Roisinblit’s life was shaped by adversity from the beginning. Born Rosa Tarlovsky on August 15, 1919, in Moisés Ville, an agricultural colony of Jewish immigrants fleeing Russian pogroms, she moved to Rosario as a teenager to study obstetrics at the National University of Litoral. She married Benjamin Roisinblit in 1951 and gave birth to Patricia the following year. Her resilience, forged in hardship, would become her greatest asset as she confronted the horrors of dictatorship.
The quest for justice gained new momentum in 2005 when Argentina’s Supreme Court lifted a blanket amnesty protecting junta-era officials. Left-leaning President Néstor Kirchner allied with the Mothers and Grandmothers, opening the door to prosecutions. In 2016, Roisinblit faced the men accused of kidnapping her daughter and son-in-law in court: Francisco Gómez, Air Force intelligence chief Luis Trillo, and Air Force commander Omar Graffigna. All were found guilty—Graffigna and Trillo receiving 25-year sentences, Gómez 12 years. When asked by the judge if she was prepared to tell the truth, Roisinblit replied, "I never stop telling the truth. It’s a trait of mine." When asked how many children she had, she hesitated, then said, "I had a daughter. But I don’t anymore."

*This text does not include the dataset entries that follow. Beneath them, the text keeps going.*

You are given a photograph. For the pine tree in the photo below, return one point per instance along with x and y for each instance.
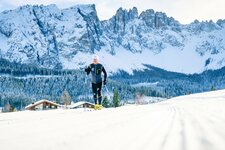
(66, 98)
(116, 99)
(105, 102)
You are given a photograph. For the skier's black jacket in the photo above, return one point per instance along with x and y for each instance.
(96, 72)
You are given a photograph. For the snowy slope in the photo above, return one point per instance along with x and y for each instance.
(66, 38)
(194, 122)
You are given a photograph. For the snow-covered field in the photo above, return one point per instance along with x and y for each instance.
(194, 122)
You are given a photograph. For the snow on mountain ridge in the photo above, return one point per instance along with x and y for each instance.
(53, 38)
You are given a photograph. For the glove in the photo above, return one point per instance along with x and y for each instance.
(104, 82)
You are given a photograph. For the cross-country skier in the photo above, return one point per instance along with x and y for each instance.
(96, 70)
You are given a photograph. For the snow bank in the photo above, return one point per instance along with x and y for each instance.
(194, 122)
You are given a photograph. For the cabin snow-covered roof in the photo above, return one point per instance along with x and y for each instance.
(39, 102)
(80, 103)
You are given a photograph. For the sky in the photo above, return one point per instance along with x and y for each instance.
(185, 11)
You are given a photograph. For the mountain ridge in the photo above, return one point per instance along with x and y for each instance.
(66, 38)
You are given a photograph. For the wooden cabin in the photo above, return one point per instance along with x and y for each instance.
(42, 105)
(81, 104)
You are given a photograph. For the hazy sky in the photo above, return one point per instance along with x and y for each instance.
(184, 11)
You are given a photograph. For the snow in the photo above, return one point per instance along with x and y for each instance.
(193, 122)
(145, 84)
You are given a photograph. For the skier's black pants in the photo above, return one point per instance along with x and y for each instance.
(97, 92)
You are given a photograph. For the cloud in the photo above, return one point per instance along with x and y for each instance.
(184, 11)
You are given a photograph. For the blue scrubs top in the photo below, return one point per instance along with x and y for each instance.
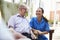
(42, 26)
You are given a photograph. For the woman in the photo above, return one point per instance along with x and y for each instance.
(40, 24)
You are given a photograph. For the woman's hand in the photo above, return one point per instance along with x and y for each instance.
(35, 31)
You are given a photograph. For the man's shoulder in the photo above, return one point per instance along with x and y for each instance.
(14, 16)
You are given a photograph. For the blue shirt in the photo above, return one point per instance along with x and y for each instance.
(42, 26)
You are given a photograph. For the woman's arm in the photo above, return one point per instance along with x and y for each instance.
(41, 33)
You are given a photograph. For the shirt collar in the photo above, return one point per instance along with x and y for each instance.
(18, 15)
(42, 20)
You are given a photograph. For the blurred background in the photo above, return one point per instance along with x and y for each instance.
(51, 11)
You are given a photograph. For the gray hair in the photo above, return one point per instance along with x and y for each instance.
(22, 7)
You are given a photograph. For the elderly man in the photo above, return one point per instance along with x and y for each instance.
(19, 25)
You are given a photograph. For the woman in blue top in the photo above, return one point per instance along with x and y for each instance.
(40, 24)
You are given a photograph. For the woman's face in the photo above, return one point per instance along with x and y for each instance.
(39, 13)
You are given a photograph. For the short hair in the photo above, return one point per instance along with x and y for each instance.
(22, 6)
(41, 9)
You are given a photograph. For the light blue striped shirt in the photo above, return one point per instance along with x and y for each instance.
(20, 24)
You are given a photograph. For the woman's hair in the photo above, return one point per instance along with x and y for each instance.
(41, 9)
(43, 13)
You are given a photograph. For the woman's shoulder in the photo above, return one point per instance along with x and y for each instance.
(33, 18)
(45, 19)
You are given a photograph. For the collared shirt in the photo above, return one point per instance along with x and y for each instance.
(19, 23)
(42, 26)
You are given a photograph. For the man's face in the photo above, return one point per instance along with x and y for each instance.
(23, 11)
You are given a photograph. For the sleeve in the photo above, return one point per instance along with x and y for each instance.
(11, 22)
(32, 22)
(47, 27)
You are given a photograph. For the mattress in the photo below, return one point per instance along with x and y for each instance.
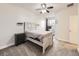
(35, 36)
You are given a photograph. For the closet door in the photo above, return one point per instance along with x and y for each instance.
(73, 29)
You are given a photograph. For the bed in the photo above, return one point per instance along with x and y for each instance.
(42, 38)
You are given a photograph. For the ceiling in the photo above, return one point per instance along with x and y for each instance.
(33, 6)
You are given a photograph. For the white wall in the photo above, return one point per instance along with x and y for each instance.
(9, 16)
(62, 30)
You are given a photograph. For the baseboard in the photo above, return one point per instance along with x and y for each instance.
(68, 42)
(5, 46)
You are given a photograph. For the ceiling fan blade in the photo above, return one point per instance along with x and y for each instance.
(47, 11)
(50, 7)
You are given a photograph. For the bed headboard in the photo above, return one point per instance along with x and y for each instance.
(30, 26)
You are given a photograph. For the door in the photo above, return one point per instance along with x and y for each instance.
(73, 29)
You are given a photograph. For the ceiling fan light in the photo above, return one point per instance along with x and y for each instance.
(43, 11)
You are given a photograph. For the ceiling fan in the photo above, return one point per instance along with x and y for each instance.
(44, 8)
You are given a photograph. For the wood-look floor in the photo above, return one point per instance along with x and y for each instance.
(59, 48)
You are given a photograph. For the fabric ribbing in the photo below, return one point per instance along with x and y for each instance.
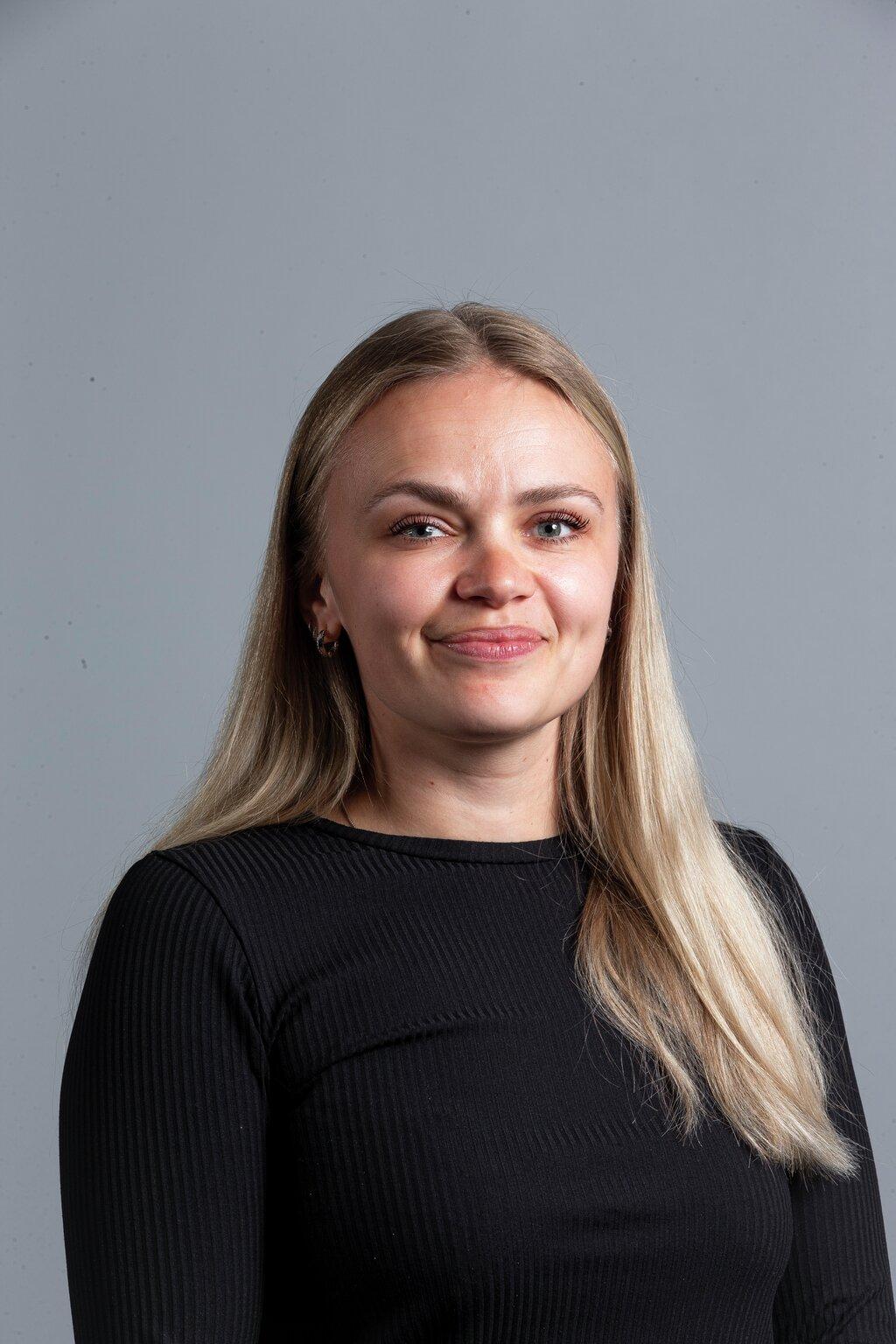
(335, 1085)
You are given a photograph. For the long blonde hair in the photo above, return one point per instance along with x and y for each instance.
(682, 944)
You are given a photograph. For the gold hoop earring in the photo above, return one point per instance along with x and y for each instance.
(326, 649)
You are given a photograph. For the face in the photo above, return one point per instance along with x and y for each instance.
(462, 549)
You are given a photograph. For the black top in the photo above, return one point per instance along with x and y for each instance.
(326, 1083)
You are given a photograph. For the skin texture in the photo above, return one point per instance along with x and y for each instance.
(464, 747)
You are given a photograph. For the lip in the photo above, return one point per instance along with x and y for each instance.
(494, 644)
(494, 634)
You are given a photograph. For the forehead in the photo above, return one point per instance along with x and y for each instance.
(474, 428)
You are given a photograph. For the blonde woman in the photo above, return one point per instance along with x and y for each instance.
(444, 1010)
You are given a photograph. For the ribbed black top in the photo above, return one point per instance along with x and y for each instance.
(333, 1085)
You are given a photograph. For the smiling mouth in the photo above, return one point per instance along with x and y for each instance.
(491, 649)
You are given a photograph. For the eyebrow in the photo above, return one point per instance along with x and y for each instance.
(448, 498)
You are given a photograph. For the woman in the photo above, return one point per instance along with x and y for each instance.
(444, 1010)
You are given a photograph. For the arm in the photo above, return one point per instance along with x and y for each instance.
(837, 1281)
(161, 1124)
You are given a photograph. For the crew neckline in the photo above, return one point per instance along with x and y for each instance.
(441, 847)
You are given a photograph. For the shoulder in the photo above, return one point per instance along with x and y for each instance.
(786, 894)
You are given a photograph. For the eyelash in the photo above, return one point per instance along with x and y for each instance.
(574, 521)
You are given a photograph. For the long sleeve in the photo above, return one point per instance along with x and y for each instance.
(837, 1283)
(163, 1121)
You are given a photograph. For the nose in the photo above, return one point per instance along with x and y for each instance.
(496, 576)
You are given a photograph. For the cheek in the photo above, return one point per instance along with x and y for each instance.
(582, 596)
(393, 596)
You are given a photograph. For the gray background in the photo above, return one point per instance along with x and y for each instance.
(206, 206)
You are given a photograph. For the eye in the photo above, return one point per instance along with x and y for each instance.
(572, 521)
(569, 518)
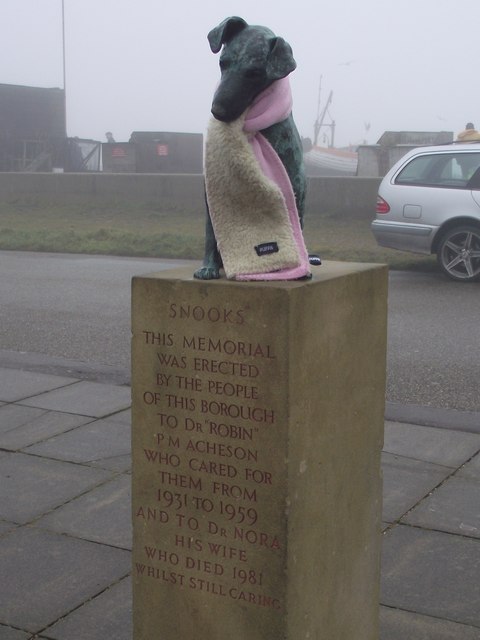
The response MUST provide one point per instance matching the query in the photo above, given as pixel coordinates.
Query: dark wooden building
(32, 128)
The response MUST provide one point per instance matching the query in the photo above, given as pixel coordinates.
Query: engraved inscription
(209, 411)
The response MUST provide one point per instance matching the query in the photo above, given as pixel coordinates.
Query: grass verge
(144, 229)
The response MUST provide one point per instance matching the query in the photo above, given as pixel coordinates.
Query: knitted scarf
(250, 197)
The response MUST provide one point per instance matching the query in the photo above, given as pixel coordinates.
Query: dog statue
(252, 60)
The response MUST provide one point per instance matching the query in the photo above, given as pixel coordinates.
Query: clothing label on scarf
(266, 248)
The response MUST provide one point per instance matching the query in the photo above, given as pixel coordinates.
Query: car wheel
(459, 253)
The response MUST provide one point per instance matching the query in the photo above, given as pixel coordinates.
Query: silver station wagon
(429, 202)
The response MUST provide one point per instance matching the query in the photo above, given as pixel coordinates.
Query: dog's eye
(255, 72)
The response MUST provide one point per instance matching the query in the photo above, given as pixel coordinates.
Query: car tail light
(382, 205)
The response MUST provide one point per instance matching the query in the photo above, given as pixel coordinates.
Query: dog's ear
(225, 32)
(280, 60)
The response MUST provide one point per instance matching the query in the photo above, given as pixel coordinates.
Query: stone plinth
(257, 429)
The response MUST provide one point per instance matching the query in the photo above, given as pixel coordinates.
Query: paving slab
(440, 446)
(22, 426)
(453, 507)
(115, 463)
(51, 574)
(95, 441)
(432, 573)
(7, 633)
(101, 515)
(122, 416)
(406, 481)
(471, 469)
(404, 625)
(31, 486)
(16, 385)
(106, 617)
(5, 527)
(84, 398)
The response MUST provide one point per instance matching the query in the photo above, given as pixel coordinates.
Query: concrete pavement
(65, 532)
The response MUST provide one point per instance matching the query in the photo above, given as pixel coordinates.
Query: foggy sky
(145, 65)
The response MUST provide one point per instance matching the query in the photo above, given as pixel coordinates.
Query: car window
(442, 170)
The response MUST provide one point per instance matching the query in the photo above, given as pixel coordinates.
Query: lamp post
(64, 69)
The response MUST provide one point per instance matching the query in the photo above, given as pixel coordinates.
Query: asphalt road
(78, 307)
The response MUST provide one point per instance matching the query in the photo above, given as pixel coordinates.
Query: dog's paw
(207, 273)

Roisinblit’s death comes at a time when the lessons of Argentina’s past feel increasingly relevant. As Gilliland reflected in a recent interview, the abuelas’ fight serves as a warning against the authoritarian erosion of civil liberties—a warning that resonates in contemporary debates over state power and human rights, both in Argentina and abroad.
Rosa Roisinblit is survived by her granddaughter, Mariana Eva Pérez, and her grandson, Guillermo Pérez Roisinblit. The Grandmothers of Plaza de Mayo, in their statement, said, "The greatest recognition she received is that of the grandchildren she found, who at every meeting embraced her as if she were their own grandmother." Her life was a testament to the power of persistence and the enduring human need for truth and justice—no matter how long the search may take.